Eine Geschichte von Verträgen, Vertragsabschlüssen und Gipfeltreffen - wie bei Ausstellungen zum 50. Jahrestag der Römischen Verträge in Brüssel, aber auch in Wien zu sehen - kann wohl kaum jenes Zugehörigkeitsgefühl hervorrufen, das Europa auf dem Weg der Gedächtnispolitik bräuchte.

Demgegenüber tritt "Europa. Unsere Geschichte" mit dem Versprechen einer "Touching Exhibition on Europe" an, will nicht allein, vielleicht nicht einmal vorrangig Wissen vermitteln, sondern ein europäisches Wir-Gefühl generieren.

Die online präsentierte Vorschau auf die Erfolgsgeschichte Europas verschränkt geläufige Elemente der EU-Geschichtserzählung - die Gründerväter, die "großen" Ereignisse - mit visuellen Icons aus dem Repertoire der Werbeästhetik. Zentrales Icon und gewissermaßen Logo der Ausstellung ist das Gesicht einer jungen Frau, die als Projektionsfläche für das kollektive europäische Wir der Ausstellung fungiert.
Ein Icon ohne Eigenschaften
Die unterschiedlichen Erzählformen lassen sich allerdings nicht bruchlos verbinden.
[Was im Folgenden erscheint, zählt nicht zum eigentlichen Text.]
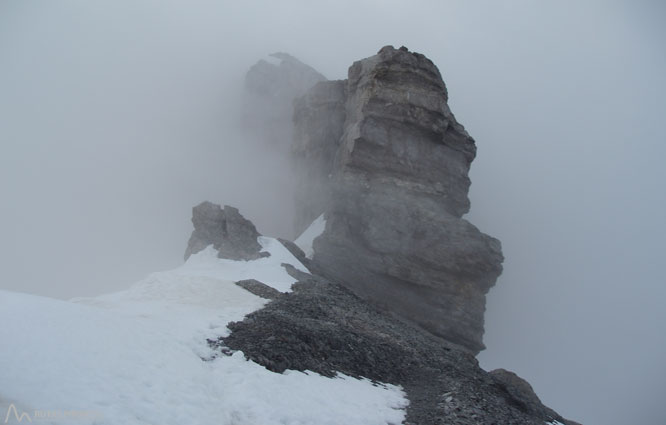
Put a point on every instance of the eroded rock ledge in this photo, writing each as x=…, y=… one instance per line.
x=383, y=157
Die Widersprüche werden vor allem im letzten der vier Videoclips offenbar, der Zukunft und Vergangenheit nochmals komprimiert miteinander in Beziehung setzt: Als eines der wenigen Objekte der Ausstellung erscheint der Vertrag von Rom, als "heiliger" Text in einer gläsernen Vitrine sakral inszeniert - das Objekt ist getaucht in blaues Licht mit den EU-Sternen.

Im Schlussbild unter dem Motto "A Shared Past for a Common Future" fungiert das Bild der Kreuze eines Soldatenfriedhofs als visualisierte Antithese des EU-europäischen Wegs und wird vom Bild einer blühenden Landschaft abgelöst.
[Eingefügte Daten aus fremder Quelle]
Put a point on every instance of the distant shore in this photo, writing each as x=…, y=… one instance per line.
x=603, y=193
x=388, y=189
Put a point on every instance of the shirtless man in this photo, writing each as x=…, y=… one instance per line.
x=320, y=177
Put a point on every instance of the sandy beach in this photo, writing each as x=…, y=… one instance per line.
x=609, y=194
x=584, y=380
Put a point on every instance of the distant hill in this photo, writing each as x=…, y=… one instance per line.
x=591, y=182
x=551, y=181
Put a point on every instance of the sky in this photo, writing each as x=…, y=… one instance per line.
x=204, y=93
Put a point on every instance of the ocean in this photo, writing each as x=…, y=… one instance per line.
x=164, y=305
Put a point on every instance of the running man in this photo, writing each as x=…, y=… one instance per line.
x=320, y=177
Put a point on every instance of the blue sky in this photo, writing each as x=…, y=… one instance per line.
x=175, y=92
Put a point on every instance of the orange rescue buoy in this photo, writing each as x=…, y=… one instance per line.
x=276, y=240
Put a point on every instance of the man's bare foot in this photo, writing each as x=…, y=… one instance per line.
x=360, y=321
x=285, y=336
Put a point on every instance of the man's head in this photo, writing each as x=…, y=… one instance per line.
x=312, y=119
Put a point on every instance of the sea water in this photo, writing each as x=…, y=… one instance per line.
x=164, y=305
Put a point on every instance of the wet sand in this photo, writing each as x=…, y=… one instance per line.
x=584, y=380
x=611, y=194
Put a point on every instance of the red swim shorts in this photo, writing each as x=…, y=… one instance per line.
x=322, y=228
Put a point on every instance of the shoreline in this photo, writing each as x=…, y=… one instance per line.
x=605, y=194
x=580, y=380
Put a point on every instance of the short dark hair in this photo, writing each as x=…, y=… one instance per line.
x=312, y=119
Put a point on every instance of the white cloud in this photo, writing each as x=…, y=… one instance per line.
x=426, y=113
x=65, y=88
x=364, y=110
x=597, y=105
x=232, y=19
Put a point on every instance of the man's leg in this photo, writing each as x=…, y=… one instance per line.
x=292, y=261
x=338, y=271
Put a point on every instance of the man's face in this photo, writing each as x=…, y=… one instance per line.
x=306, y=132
Die museale Inszenierung mündet in das zentrale Icon, das bereits den Beginn markiert - das Identifikationsbild einer jungen Frau als Symbol Europas, ein Symbol, dessen Botschaft primär in seinem Mangel an Eigenschaften liegt:

Das Fehlen von offenkundigen Bedeutungszuschreibungen und Sinnstiftungen, die Abwesenheit von Geschichte, die dieses Bild repräsentiert, ist zugleich die Voraussetzung dafür, dass "wir alle" uns ihn ihm repräsentiert sehen können.
Symbolische Ausgrenzung
Allerdings: Die wirksamste Form von Identitätspolitik ist die Erzeugung von Selbstverständlichkeiten. Insofern sind dem Gesicht einer jungen, weißen Frau durchaus problematische Bedeutungen eingeschrieben - dieses imaginierte Idealbild einer EU-BürgerIn eröffnet zunächst die Frage, wer sich darin nicht wieder finden kann, welche Bevölkerungsgruppen nicht Eingang in das imaginierte Wir bekommen.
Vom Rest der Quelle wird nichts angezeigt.